Twin Broad Learning System for Fault Diagnosis of Rotating Machinery

Abstract

As rotating machines are more and more widely used in modem equipment, their fault diagnosis is important to guarantee the instrument’s reliability and safety. Although intelligent fault diagnosis based on deep learning (DL) has achieved great performance in many fault diagnosis tasks, these models are highly dependent on the large-scale training dataset and can be time-consuming during training and testing. These limitations largely affect the efficiency of diagnosis in real-world applications. An effective alternative way is to develop the single-layer feedforward networks (SLFNs) based Broad Learning System (BLS) for fault diagnosis tasks, which enjoy fast training speed as well as strong generalization ability. However, we found that the least square classifier used in classical BLS can have a problem distinguishing the possibly overlapping fault patterns.

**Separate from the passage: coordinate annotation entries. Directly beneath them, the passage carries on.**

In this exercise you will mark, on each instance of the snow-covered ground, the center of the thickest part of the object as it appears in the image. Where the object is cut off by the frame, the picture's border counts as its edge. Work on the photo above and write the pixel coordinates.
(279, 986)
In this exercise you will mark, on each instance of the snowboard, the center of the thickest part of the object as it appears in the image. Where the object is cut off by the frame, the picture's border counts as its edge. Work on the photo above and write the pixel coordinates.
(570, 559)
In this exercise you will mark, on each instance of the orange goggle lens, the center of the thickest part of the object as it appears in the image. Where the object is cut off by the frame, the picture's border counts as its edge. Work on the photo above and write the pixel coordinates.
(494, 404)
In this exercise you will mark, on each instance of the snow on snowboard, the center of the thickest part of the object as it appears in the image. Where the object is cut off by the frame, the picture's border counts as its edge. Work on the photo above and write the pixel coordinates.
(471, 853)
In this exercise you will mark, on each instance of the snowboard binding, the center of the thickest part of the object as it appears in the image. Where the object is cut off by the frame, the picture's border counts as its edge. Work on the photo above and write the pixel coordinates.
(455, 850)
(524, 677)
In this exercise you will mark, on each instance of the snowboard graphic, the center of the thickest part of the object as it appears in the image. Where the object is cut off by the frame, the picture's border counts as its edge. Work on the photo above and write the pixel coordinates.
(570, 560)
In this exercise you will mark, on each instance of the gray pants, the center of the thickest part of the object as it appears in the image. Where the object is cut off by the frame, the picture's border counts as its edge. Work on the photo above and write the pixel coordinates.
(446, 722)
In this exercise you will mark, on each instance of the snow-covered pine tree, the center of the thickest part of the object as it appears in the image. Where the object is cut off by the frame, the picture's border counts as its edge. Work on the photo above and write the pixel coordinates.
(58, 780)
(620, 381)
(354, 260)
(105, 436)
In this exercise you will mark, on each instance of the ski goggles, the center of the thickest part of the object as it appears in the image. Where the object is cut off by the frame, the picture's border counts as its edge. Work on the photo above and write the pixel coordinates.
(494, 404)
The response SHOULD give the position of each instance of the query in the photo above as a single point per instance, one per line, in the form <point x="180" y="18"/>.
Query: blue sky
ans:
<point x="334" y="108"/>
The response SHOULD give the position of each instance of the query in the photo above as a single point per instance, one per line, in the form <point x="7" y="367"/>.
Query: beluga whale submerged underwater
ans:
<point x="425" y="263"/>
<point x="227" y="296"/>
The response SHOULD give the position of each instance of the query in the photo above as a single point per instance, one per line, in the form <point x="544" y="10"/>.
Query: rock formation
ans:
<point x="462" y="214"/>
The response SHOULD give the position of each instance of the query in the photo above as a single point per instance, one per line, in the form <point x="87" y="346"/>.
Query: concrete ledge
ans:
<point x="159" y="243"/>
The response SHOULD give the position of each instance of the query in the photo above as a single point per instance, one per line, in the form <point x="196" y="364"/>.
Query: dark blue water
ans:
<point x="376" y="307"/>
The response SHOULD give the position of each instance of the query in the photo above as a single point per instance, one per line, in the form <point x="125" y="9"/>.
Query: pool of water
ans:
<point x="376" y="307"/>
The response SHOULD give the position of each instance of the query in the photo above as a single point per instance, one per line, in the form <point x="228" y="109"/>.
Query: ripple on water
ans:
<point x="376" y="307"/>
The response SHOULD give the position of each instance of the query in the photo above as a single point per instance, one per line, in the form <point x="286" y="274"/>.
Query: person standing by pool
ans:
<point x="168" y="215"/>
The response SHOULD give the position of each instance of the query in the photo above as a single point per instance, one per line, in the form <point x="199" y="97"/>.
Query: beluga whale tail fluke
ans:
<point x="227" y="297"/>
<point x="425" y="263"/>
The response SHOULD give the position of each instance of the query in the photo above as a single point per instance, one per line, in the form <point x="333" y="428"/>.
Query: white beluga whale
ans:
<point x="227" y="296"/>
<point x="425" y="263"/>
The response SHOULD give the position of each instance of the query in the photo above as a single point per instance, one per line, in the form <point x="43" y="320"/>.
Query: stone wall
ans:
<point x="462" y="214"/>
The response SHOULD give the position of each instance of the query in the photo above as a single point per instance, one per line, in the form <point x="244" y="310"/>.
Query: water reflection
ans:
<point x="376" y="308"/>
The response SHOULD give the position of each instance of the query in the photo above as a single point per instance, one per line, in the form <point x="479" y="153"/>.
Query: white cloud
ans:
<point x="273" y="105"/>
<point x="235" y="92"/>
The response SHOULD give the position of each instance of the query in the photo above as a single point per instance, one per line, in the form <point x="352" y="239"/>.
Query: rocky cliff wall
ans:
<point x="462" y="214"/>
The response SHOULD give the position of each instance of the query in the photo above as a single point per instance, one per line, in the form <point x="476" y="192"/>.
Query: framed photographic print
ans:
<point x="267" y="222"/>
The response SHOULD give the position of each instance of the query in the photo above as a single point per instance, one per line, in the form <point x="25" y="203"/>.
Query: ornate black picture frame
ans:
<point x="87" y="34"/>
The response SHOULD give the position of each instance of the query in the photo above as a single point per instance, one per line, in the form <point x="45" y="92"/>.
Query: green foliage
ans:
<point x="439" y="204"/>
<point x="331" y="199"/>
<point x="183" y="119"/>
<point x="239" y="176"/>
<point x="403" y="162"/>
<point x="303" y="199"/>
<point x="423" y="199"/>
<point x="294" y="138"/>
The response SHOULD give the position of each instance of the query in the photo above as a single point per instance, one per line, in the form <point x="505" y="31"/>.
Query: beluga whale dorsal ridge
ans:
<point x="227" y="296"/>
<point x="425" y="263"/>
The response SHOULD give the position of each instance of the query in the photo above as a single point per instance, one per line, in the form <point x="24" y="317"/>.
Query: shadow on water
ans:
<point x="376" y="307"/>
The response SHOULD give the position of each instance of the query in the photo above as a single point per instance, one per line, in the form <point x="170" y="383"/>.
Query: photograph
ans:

In this paper, we propose a novel twin broad learning system (TBLS) for fault diagnosis of rotating machinery. Rather than using the classical least square method, the proposed TBLS learns to find two nonparallel hyper-planes to deal with the classification problem, which shows stronger generalization ability in fault diagnosis problems. Experimental results on two fault diagnosis benchmark datasets for typical rotating machinery further illustrate the effectiveness of the TBLS methods, which offer a high-efficiency solution for rotating machinery fault diagnosis.